The Parktown Boys’ High School Grade 8 pupil drowned in the Crocodile River early last month during a school camp at the Nyati Riverbreak and Resort in the North West.

Mpianzi’s death brought into sharp focus the lack of safety measures at adventure camps, which are not regulated.

EFF spokesperson Mbuyiseni Ndlozi and Gauteng Community Safety MEC Faith Mazibuko attended the funeral.

Ndlozi said the greatest tragedy that can befall a community was the loss of a child.

“When a child is lost, it is the greatest condemnation to the rest of us because it means that as a people, we are negligent.
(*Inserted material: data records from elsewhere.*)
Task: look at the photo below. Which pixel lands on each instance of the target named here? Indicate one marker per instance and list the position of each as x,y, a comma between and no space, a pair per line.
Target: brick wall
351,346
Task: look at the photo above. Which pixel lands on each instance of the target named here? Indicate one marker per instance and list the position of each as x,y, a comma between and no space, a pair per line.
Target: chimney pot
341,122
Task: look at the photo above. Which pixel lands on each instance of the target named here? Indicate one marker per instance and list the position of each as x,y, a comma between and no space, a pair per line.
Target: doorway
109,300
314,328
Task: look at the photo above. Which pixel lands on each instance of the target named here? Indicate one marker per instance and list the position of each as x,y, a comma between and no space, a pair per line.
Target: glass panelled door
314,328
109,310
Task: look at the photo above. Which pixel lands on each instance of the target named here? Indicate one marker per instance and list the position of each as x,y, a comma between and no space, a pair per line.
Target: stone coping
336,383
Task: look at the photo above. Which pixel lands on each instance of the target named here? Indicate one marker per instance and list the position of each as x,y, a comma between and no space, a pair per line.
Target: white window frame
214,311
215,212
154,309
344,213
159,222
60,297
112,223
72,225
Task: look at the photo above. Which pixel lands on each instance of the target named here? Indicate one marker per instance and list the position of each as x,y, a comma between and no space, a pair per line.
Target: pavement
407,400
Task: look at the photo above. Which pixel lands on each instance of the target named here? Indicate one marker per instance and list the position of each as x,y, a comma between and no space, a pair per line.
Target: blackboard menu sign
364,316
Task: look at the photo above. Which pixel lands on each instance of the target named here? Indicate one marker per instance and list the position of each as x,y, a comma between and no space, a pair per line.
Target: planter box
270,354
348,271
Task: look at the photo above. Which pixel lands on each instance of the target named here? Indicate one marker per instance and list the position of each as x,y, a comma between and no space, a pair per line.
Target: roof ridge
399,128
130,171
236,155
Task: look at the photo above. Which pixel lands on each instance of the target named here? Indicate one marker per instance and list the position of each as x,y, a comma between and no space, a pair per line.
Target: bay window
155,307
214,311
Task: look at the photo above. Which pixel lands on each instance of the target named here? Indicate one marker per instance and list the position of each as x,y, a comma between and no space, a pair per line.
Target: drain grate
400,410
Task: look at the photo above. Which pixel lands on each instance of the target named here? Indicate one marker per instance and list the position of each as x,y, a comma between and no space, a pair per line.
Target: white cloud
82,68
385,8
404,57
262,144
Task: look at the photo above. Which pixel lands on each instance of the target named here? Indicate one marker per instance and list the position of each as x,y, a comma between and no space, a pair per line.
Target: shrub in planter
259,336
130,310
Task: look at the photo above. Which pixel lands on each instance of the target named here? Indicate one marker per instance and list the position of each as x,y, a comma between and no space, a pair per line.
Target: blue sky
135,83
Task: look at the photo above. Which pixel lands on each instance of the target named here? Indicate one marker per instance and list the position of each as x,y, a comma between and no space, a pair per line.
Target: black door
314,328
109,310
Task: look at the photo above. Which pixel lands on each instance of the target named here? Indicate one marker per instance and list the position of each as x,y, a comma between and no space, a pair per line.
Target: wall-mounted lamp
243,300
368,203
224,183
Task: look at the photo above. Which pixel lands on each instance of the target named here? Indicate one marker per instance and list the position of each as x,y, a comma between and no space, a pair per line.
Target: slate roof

The greatest pain that eats a parent up under those conditions of such a loss, is precisely to try and blame themselves that perhaps I did not put in good care, that maybe I could’ve done better.

“So when a child is lost at the age of 13, it is a sign of a community that has been caught irresponsible and negligent. This family cannot take the blame,” said Ndlozi.

Ndlozi criticised the issue of having private schools, he referred to Parktown Boys being a better school and yet “children die in the better schools”.

Mpianzi’s death has brought loud cries for justice, which were echoed by Enock’s brothers, who expressed anger and shock that he had died while in the care of school staff.

“Sending him to school was not a game we were playing with his life,” Yves Kadilo said in his tribute to his brother.

Mazibuko said that there was lack of accountability in the country. She said that Mpianzi’s story had caused a necessary storm in South Africa.

“We have to remember all the boys that are in boys’ school in which initiation cultures are abusive and negligent,” said Mazibuko.

She said that the Gauteng education department would review its policies governing pupils’ safety.

Last week, Gauteng Education MEC Panyaza Lesufi said teachers involved in the outing would be charged individually for negligence, based on the outcome of an investigation. All the district officials who handled the application of the school’s outing would be suspended because the trip was unauthorised.

Lesufi suspended the school’s principal, Malcolm Williams, last week.

He vowed that the family would receive a full report after the investigation into Mpianzi’s death, adding that the recommendations made in the report would be “implemented without fail”.

During the funeral service, the teenager’s family described him as a humble and obedient boy, who had many hopes and dreams.

“He was a remarkable child. Even in his death, he has left a mark,” said his father Guy Itamba.